"""Asynchronous probe implementation.

This module provides a queue-based probe that stores data asynchronously
using a background thread. Best for high-throughput scenarios.
"""

from __future__ import annotations

import queue
import threading
from typing import TYPE_CHECKING, Any

from expected_gradcam.probes.storage import StorageBackend

if TYPE_CHECKING:
    from torch import Tensor


class AsyncProbe:
    """Asynchronous probe with background storage.

    This probe queues data for storage by a background thread, minimizing
    overhead during computation.

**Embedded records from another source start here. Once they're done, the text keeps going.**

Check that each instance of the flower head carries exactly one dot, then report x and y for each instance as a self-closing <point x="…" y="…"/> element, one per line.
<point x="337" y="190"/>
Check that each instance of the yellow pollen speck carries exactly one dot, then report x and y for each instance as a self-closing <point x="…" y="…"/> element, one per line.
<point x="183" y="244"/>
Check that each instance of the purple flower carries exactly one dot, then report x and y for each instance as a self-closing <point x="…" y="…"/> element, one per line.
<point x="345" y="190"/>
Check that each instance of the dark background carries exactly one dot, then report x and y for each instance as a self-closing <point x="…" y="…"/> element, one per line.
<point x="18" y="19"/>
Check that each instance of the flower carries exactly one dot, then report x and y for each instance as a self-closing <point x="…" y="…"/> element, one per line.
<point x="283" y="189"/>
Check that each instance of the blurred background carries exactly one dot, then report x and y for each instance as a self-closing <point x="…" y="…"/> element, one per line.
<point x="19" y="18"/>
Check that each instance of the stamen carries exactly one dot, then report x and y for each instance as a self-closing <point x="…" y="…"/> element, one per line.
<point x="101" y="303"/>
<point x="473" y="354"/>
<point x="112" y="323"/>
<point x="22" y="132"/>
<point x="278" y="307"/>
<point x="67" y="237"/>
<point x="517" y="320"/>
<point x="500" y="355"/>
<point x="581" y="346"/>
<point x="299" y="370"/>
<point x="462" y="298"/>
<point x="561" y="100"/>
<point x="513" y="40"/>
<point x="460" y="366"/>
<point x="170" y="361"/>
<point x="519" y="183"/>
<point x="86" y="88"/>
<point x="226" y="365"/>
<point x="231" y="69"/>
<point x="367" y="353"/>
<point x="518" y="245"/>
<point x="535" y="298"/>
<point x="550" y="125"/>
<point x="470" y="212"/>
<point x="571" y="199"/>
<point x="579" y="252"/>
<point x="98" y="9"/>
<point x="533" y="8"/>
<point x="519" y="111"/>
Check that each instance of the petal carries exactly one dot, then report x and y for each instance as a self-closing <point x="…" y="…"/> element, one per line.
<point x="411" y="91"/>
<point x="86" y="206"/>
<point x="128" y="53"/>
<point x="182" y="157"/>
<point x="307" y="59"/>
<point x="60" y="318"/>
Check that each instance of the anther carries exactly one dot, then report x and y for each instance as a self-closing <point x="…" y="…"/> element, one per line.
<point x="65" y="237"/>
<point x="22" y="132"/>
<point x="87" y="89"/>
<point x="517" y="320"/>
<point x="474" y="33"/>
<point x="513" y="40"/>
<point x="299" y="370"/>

Use this for:
    - High-throughput scenarios
    - Large datasets
    - When computation speed is critical

    Data is queued as numpy arrays and written by a background thread.
    Call flush() to ensure all queued data is written before exiting.

    Attributes:
        storage: Storage backend for persisting data.
        max_queue_size: Maximum items in the queue before blocking.

    Example:
        >>> storage = NPZStorage("output/")
        >>> probe = AsyncProbe(storage)
        >>>
        >>> # Process many samples
        >>> for image in dataset:
        ...     result = egcam.compute(image, probe=probe)
        >>>
        >>> # Wait for all writes to complete
        >>> probe.flush()
        >>> probe.close()
    """

    def __init__(
        self,
        storage: StorageBackend,
        max_queue_size: int = 100,
        include_perturbations: bool = True,
        include_attributions: bool = True,
        include_moment_matrix: bool = True,
        include_heatmaps: bool = True,
    ) -> None:
        """Initialize asynchronous probe.

        Args:
            storage: Storage backend for persisting data.
            max_queue_size: Maximum items in queue before blocking.
            include_perturbations: Whether to store perturbation samples.
            include_attributions: Whether to store attribution samples.
            include_moment_matrix: Whether to store second moment matrix.
            include_heatmaps: Whether to store heatmaps.
        """
        self.storage = storage
        self.max_queue_size = max_queue_size
        self.include_perturbations = include_perturbations
        self.include_attributions = include_attributions
        self.include_moment_matrix = include_moment_matrix
        self.include_heatmaps = include_heatmaps

        # Current sample accumulator
        self._current_sample_id: str | None = None
        self._current_data: dict[str, Any] = {}
        self._lock = threading.Lock()

        # Queue and background thread
        self._queue: queue.Queue[tuple[str, dict[str, Any]] | None] = queue.Queue(
            maxsize=max_queue_size
        )
        self._thread: threading.Thread | None = None
        self._running = False

        # Start background thread
        self._start_worker()

    def _start_worker(self) -> None:
        """Start background worker thread."""
        self._running = True
        self._thread = threading.Thread(target=self._worker_loop, daemon=True)
        self._thread.start()

    def _worker_loop(self) -> None:
        """Background worker that processes queued writes."""
        while self._running or not self._queue.empty():
            try:
                item = self._queue.get(timeout=0.1)
                if item is None:
                    # Shutdown signal
                    break

                sample_id, data = item
                self.storage.save(sample_id, data)
                self._queue.task_done()

            except queue.Empty:
                continue
            except Exception as e:
                # Log error but continue processing
                print(f"AsyncProbe error: {e}")
                self._queue.task_done()

    def _get_sample_id(self, metadata: dict[str, Any]) -> str:
        """Extract or generate sample ID from metadata."""
        return metadata.get(
            "sample_id", f"sample_{self._queue.qsize():06d}"
        )

    def _ensure_sample_started(self, metadata: dict[str, Any]) -> None:
        """Ensure we have a sample ID for accumulation."""
        with self._lock:
            sample_id = self._get_sample_id(metadata)
            if self._current_sample_id != sample_id:
                # Queue previous sample if exists
                if self._current_sample_id and self._current_data:
                    self._queue.put((self._current_sample_id, self._current_data))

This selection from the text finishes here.